There was a silence. I wondered if I should tell them about the time a friend and I collected all the burned-out rockets on the first of January, removed all the powder, tamped it into a cartridge case and lit it. The image was still vivid in my brain: Geir Håkon turning towards me, his face black with soot. The horror that struck me when I realised that dad could have heard the bang and that the soot might not come off completely and that dad would be able to see. But the story didn’t have a point, I thought, so I got up and poured more wine, met Helena’s smiling gaze, sat down, glanced over at Geir, who had launched into the differences between Sweden and Norway, a theme he resorted to when conversation round the table was flagging. It was one on which everyone had something to say.

‘But why compare Sweden and Norway?’ Anders asked after a while. ‘Nothing happens here. It’s cold and horrible as well.’

‘Anders wants to go back to Spain,’ Helena said.

‘What’s wrong with that?’ Anders retorted. ‘We should have moved. All of us. What actually keeps us here? Is there anything?’

‘What is it about Spain then?’ Linda asked.

He opened his palms.

‘You can do what you like. No one bothers. And it’s so lovely and hot. There are some wonderful towns down there. Sevilla. Valencia. Barcelona. Madrid.’

He looked at me.

‘And there’s a slight difference in the level of football. The two of us should go down and see El Clásico . Stay overnight. I can fix the tickets. No problem. What do you say?’

‘Sounds good to me,’ I said.

‘Sounds good to me,’ he snorted. ‘Let’s go, man.’
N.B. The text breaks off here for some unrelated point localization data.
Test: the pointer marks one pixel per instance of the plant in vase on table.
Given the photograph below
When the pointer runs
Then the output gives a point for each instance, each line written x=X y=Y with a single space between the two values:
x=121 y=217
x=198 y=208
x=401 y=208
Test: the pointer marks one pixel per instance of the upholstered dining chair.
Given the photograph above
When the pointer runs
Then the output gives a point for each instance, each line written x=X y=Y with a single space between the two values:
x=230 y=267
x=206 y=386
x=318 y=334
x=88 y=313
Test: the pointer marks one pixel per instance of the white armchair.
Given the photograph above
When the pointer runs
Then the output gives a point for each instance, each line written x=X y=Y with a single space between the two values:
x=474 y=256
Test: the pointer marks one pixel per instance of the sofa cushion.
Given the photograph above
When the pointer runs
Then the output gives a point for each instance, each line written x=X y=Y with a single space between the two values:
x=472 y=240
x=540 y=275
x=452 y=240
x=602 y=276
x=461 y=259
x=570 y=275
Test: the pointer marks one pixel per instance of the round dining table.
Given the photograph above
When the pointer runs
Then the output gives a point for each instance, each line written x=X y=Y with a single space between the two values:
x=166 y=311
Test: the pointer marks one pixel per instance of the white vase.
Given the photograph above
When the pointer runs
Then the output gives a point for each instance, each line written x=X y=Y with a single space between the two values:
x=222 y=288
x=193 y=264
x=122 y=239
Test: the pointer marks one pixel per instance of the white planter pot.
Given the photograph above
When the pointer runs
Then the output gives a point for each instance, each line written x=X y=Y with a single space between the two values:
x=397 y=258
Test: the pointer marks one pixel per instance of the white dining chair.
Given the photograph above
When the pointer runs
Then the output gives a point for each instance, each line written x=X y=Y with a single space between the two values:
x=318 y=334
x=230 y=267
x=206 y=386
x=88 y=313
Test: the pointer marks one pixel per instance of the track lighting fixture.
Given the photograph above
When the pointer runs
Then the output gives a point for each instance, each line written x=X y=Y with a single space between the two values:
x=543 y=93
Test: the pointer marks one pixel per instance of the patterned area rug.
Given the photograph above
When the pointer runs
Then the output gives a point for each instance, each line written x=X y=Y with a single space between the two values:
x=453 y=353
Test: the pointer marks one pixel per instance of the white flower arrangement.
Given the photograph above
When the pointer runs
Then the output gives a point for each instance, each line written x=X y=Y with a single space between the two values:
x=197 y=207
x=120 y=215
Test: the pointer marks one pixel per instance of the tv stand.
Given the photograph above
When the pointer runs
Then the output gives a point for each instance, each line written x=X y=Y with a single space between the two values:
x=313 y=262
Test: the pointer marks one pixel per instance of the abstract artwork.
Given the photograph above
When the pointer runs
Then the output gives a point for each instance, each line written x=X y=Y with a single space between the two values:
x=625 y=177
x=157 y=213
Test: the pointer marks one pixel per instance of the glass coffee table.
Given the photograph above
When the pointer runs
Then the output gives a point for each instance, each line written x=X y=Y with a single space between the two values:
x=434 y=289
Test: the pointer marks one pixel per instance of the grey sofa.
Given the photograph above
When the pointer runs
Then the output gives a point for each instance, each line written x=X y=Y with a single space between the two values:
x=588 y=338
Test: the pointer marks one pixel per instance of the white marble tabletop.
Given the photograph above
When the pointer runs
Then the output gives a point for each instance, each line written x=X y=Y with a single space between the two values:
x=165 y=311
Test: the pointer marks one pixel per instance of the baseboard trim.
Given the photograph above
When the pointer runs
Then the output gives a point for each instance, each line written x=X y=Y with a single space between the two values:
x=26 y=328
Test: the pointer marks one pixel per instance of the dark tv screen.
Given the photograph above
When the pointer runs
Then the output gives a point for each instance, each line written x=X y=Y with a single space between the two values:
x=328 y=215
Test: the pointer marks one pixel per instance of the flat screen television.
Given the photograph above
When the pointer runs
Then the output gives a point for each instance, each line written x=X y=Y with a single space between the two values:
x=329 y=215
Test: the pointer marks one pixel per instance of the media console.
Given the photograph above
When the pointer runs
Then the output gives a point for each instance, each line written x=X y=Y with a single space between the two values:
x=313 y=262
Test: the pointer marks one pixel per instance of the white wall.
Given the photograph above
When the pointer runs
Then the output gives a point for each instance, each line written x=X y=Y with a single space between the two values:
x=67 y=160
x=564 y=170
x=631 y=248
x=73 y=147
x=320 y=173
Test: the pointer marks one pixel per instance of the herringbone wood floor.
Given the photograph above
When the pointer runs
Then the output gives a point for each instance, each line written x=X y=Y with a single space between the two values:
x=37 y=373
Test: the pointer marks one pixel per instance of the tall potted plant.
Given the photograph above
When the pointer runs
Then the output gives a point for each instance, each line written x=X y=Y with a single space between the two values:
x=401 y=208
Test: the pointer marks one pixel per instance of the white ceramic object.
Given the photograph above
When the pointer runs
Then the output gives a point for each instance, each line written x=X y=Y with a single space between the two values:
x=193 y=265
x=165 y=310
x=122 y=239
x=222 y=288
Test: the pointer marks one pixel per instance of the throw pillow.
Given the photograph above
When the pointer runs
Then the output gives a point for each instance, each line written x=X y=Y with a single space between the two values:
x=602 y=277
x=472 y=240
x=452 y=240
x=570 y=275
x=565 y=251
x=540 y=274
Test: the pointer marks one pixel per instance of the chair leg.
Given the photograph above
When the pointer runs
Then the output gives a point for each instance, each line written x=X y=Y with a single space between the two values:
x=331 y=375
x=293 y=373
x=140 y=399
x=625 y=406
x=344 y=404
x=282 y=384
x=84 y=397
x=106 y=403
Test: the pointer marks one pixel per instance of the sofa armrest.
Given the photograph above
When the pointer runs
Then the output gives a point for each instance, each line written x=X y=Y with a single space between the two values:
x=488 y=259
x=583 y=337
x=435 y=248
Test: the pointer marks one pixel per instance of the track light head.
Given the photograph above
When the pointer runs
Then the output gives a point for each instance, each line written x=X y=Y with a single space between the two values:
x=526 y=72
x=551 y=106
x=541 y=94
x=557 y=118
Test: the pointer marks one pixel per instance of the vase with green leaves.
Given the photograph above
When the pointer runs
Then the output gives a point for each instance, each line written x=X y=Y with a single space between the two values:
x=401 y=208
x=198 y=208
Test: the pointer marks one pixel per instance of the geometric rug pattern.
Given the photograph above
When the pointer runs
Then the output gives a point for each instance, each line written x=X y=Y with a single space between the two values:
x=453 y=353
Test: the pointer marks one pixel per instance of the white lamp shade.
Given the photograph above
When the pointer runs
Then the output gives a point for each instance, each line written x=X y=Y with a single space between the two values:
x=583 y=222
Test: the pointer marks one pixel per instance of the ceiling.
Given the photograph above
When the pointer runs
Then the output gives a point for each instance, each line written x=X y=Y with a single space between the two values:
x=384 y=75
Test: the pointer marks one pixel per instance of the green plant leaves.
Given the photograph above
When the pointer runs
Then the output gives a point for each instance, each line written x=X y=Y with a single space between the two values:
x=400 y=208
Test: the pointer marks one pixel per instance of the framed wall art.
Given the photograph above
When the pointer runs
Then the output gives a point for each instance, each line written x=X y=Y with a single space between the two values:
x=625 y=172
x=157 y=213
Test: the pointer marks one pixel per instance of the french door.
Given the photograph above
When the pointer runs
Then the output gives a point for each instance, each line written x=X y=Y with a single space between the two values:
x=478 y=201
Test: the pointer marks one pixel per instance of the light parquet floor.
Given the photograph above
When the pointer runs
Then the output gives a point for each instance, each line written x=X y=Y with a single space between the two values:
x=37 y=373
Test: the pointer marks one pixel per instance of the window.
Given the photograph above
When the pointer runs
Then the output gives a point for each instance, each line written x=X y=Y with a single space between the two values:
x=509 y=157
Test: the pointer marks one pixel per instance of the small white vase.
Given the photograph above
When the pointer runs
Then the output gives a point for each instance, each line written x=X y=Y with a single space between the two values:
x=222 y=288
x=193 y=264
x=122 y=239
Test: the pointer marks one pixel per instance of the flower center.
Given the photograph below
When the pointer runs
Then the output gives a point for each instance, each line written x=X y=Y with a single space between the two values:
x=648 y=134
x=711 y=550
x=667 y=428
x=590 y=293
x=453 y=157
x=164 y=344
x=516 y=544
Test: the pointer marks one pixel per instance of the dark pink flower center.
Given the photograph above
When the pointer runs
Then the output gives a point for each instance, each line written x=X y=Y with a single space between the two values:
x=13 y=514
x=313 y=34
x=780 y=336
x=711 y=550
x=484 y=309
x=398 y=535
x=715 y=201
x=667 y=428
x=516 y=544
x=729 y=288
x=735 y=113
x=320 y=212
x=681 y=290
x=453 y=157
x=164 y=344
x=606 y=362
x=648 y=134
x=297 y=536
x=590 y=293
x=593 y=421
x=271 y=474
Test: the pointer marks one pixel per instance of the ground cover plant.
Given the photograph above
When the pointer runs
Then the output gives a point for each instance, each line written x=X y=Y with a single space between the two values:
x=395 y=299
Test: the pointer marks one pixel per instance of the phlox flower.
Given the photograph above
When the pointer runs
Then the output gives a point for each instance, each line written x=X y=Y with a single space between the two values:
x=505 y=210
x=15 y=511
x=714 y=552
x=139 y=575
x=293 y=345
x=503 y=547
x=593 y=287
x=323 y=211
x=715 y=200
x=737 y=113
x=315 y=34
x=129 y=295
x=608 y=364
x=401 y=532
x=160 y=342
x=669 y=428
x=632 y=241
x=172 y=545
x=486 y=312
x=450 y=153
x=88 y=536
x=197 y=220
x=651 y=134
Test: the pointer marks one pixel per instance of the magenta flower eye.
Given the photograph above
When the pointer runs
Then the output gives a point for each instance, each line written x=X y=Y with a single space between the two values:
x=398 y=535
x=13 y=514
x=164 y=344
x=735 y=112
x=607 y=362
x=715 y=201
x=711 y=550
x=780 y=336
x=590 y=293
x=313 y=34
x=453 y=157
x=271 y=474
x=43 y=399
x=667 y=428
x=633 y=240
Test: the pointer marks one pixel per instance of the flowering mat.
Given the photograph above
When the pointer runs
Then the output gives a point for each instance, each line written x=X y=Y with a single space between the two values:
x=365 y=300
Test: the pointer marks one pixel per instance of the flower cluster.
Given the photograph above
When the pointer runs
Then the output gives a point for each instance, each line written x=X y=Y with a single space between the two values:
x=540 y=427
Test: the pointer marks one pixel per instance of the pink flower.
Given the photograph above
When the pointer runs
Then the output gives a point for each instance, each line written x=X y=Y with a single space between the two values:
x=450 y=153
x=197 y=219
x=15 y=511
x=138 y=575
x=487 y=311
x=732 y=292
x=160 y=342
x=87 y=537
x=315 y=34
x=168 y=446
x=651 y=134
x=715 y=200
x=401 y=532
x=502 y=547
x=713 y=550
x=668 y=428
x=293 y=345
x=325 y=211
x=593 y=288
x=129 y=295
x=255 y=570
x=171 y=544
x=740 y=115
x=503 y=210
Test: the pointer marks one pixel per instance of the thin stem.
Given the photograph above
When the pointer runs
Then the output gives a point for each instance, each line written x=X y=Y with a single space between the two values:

Linda looked at me and smiled. ‘You go, I’d be pleased for you,’ her look said. But there were other looks and moods, I knew, which would appear sooner or later. You go and enjoy yourself while I sit at home alone, they said. You only think about yourself. If you go anywhere it should be with me. All of this was in her eyes. A boundless love and a boundless anxiety. Fighting for domination all the time. Something new had appeared in recent months, it was tied up with the imminent arrival of the baby, and lay inside her, a mutedness. The anxiety was delicate, ethereal, flickering through her consciousness like the northern lights across a winter’s sky or lightning across an August sky, and the darkness that accompanied it was weightless too, in the sense that it was an absence of light, and absence has no weight. What filled her now was something else, I thought it had something to do with earth, it was earthy, a taking root. At the same time I considered it a stupid mythologising thought.

Nevertheless. Earth.

‘When is El Clásico then?’ I asked, leaning across the table to fill Anders’ glass.

‘I don’t know. But we don’t have to go and see that match. Any of them will do. I just want to see Barcelona.’

I filled my glass and poked out the meat from the back of the claw.

‘Yes, that would be good,’ I said. ‘But at any rate we’ll have to wait for a week after the birth. After all, we’re not men from the 1950s.’

‘I am,’ Geir said.

‘Me too,’ Anders said. ‘Or at least on the fringes. If I could have done it, I would have paced the corridor during the birth.’

‘Why didn’t you?’ Geir asked.

Anders looked at him, and they laughed.

‘Has everyone got something to drink?’ I asked. After they had nodded and thanked me, I collected their plates and carried them into the kitchen. Christina followed me with the two serving platters.

‘Can I help you with anything?’ she asked.

I shook my head and briefly met her eyes before looking down.

‘No,’ I said. ‘But thank you for offering.’

She went back, I filled a pan with water and put it on the stove. Outside, rockets were making fizzing sounds and exploding. The little patch of sky I could see was occasionally illuminated with glittering lights, which showered across it and extinguished themselves as they fell. From the living room came laughter.